Journal of the Scholarship of Teaching and Learning (Nov 2014)
Bringing Adam Smith’s pin factory to life: Field trips and discussions as forms of experiential learning
Abstract
Educators are often aware of the need to implement a variety of teaching techniques to reach out to students with different learning styles. I describe an attempt to target multimodal learners by bringing classical economic texts and concepts to life through discussions, field visits and role playing exercises. In my Labor Economics class I analyze the relationship existing between demand for labor, technological advances, and trade. As a foundation for such analysis, I assign the reading of Adam Smith’s The Wealth of Nations chapters regarding the division of labor. To increase students’ interest toward the topics, I precede the text discussion with a field visit to a museum of industrial revolution. Here students are asked to participate also as “factory workers” to an assembly line exercise that brings Smith’s description of a pin factory to life.
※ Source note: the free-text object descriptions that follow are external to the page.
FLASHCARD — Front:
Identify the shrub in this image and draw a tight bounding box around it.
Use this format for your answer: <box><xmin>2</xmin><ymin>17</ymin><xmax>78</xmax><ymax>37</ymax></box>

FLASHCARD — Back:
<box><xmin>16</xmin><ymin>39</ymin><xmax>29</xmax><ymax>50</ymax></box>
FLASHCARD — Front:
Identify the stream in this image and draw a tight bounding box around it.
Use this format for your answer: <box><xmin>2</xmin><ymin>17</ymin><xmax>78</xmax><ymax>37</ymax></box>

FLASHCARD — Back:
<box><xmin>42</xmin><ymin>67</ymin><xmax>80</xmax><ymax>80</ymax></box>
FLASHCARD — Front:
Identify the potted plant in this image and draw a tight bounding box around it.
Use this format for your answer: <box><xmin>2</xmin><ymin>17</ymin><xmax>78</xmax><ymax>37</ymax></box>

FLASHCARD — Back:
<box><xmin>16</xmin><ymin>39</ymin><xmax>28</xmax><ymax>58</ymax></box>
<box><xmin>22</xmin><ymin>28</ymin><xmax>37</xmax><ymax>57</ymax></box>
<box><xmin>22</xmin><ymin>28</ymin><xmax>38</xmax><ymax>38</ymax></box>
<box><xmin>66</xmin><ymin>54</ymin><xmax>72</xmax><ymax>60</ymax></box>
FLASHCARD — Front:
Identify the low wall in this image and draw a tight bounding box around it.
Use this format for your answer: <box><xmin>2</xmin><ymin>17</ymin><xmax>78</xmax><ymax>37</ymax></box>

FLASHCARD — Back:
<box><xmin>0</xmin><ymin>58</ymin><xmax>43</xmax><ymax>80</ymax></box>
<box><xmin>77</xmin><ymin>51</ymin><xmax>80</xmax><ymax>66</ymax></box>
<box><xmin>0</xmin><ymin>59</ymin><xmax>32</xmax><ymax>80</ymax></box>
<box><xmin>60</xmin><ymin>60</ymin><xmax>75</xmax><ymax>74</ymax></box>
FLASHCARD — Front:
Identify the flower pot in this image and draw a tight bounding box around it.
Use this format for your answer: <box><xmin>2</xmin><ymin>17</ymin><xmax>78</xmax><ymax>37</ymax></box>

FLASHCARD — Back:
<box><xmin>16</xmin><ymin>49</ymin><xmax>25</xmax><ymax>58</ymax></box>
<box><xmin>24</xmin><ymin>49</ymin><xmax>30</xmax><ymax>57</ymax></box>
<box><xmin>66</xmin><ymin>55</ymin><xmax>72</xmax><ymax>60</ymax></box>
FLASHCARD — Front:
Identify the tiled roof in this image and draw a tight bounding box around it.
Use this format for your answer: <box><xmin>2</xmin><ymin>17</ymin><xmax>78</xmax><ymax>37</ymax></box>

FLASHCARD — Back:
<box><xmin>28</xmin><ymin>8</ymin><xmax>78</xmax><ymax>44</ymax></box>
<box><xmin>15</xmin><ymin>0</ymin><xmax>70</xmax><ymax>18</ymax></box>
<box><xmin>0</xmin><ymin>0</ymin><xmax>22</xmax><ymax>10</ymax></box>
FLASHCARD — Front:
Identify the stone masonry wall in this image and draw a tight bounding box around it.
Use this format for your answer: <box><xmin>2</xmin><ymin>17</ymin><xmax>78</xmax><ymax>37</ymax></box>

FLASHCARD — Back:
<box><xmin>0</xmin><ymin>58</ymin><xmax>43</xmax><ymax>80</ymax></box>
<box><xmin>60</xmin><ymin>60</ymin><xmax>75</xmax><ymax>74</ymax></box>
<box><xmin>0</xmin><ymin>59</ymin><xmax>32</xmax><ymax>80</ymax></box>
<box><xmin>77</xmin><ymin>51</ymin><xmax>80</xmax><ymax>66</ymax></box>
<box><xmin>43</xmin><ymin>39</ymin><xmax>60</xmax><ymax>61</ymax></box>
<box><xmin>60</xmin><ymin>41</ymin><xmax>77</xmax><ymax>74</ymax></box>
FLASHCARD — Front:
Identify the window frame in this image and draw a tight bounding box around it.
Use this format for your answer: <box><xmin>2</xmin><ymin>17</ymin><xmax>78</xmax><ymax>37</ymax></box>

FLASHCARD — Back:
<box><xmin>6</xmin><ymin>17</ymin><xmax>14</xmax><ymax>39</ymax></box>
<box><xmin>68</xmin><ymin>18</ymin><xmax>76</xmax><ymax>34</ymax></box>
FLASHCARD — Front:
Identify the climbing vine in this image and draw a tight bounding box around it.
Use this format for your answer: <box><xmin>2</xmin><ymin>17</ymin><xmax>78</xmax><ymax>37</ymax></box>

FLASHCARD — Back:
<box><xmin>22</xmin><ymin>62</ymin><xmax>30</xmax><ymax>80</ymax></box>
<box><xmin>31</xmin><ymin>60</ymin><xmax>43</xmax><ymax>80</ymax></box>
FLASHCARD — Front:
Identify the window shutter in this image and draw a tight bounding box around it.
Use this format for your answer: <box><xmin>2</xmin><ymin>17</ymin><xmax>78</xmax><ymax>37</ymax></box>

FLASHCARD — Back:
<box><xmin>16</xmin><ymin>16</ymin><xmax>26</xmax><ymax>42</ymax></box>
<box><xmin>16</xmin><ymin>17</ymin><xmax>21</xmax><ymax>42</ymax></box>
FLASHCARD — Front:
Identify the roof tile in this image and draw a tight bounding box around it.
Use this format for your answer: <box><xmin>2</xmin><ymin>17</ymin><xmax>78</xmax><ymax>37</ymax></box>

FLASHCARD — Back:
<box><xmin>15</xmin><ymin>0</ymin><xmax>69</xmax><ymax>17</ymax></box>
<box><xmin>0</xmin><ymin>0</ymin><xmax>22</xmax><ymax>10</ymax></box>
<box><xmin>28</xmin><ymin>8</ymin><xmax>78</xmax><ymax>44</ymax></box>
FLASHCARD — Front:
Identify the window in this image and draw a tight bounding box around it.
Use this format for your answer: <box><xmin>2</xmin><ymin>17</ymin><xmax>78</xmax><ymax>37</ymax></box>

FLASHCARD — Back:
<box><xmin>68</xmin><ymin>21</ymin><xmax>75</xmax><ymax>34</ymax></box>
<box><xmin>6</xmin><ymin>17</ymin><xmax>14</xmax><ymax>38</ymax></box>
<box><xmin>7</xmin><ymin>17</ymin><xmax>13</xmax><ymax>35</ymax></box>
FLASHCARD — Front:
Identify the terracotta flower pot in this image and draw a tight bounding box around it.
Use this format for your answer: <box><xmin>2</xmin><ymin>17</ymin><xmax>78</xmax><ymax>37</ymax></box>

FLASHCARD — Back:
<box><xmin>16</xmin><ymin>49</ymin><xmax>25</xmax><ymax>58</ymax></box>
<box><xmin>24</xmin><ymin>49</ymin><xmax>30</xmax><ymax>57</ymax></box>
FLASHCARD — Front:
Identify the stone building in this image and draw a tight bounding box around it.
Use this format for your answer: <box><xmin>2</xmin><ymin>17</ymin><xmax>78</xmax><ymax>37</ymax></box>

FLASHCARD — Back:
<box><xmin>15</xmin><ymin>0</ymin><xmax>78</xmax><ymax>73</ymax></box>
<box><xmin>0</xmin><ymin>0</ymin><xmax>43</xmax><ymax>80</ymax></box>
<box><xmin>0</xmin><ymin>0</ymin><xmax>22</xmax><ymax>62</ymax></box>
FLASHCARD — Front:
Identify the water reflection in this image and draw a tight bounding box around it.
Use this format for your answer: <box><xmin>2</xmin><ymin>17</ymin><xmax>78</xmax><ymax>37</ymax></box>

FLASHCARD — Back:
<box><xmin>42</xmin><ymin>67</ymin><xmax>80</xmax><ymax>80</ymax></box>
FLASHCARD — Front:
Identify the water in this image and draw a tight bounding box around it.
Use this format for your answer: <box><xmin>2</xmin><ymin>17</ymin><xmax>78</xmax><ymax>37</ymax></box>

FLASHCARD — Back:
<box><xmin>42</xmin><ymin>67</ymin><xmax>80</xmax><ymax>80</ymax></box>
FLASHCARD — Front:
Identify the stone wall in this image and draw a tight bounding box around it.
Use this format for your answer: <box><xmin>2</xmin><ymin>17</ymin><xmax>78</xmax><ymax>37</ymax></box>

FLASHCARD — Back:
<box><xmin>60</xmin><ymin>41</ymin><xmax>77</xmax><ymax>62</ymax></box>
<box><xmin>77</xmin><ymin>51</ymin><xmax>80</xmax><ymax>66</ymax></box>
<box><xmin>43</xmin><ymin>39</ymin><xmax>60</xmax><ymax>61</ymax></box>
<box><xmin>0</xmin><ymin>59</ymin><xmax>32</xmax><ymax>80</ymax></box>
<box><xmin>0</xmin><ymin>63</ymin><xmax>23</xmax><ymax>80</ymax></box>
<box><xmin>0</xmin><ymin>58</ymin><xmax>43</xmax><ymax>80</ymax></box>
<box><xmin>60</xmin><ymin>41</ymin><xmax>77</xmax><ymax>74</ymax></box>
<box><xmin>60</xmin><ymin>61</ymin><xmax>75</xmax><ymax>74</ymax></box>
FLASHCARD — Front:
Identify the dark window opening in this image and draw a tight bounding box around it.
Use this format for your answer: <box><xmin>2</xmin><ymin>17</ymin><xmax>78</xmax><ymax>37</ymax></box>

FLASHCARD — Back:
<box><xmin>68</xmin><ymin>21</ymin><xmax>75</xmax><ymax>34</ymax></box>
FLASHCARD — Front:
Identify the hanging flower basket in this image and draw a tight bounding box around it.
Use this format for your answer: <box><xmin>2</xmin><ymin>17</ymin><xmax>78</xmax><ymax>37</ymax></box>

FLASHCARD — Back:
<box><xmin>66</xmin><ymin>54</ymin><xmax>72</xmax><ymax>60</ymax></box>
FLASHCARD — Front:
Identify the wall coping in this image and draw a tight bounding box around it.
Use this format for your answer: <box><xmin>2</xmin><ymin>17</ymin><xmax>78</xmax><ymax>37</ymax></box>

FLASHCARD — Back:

They are then asked to reflect on this experience and to use it as a foundation to inform the following class discussions about Smith’s chapters. In this paper I describe the main learning and retention objectives of this exercise, its implementation, challenges, and students’ learning outcomes and feedback about enjoyment and recollection. Field trip participants performed significantly better when tested on the relevant concepts. I also discuss the rewards and institutional challenges associated with making use of community resources to increase the understanding of the concrete applications of the economics concept we teach.